Dazu das Bundesverfassungsgericht:

Ob rechtswidrig erhobene oder erlangte Informationen in einem Strafverfahren verwertet werden können, bemisst sich am Recht auf ein faires Verfahren (zu diesem Recht vgl etwa BVerfG, 15.01.2009, 2 BvR 2044/07, BVerfGE 122, 248 <271>). Denn die Frage eines Verwertungsverbotes kann sich auch in Bezug auf Informationen stellen, deren Gewinnung oder Verwertung nicht oder nicht allein das allgemeine Persönlichkeitsrecht des Angeklagten berühren. (Rn.115)

Von Verfassungs wegen ist ein Beweisverwertungsverbot geboten, wenn der Rechtsverstoß dazu führt, dass der Angeklagte Gang und Ergebnis des Verfahrens nicht mehr hinreichend beeinflussen kann, die Mindestanforderungen an eine zuverlässige Wahrheitserforschung nicht gewahrt sind oder die Informationsverwertung zu einem unverhältnismäßigen Eingriff in das allgemeine Persönlichkeitsrecht führen würde.

Die Abwägungslösung des BGH (vgl etwa BGH, 11.11.1998, 3 StR 181/98, BGHSt 44, 243 <248 f>) und die Kriterien, die der BGH in deren Rahmen bei der Prüfung eines Verwertungsverbotes heranzieht, entsprechen den verfassungsrechtlichen Anforderungen, die sich aus dem Recht auf ein faires Verfahren ergeben. Auch begegnet es keinen Bedenken, dass der BGH ein Verwertungsverbot hinsichtlich rechtswidrig erlangter Informationen von einem Widerspruch in der Hauptverhandlung abhängig macht.

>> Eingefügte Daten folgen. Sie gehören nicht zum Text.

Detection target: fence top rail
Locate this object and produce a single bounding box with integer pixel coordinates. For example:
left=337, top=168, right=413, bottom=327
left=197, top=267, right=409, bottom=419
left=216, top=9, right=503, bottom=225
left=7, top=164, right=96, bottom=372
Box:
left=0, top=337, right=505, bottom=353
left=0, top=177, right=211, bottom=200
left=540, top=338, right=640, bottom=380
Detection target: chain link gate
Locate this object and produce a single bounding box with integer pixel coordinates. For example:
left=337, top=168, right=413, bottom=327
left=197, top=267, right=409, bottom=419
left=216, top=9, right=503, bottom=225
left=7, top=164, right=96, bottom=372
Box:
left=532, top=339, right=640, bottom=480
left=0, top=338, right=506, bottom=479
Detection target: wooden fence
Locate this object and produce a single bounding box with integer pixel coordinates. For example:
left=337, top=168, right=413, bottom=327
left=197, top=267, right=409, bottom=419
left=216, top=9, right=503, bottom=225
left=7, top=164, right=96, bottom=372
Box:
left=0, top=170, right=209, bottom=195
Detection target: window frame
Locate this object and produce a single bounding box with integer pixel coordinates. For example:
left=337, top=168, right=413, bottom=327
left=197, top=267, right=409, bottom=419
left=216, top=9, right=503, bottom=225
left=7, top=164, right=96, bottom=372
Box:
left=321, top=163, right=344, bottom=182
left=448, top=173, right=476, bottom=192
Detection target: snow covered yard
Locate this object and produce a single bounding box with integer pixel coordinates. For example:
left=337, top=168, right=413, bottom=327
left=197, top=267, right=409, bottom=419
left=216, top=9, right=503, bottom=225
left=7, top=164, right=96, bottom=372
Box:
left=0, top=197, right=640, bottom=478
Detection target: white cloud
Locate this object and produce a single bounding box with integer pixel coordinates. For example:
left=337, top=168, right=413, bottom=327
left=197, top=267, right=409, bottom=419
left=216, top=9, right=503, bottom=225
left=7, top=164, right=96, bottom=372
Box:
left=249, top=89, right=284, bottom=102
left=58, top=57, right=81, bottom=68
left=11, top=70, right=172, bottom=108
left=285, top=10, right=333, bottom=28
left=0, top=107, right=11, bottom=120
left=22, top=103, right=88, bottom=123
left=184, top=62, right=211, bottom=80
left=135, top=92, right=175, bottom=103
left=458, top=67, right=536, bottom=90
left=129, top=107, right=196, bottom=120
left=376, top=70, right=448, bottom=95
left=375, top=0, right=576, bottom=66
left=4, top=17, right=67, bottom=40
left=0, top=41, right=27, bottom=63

Demnach ist eine Verwertung von rechtswidrig gewonnenen Informationen an dem Recht auf ein faires Verfahren zu bemessen. Das Bundesverfassungsgericht sieht die sog. Abwägungslösung des BGH als verfassungskonformes Instrument an, mit dem ein Beweisverwertungsverbot bestimmt werden kann.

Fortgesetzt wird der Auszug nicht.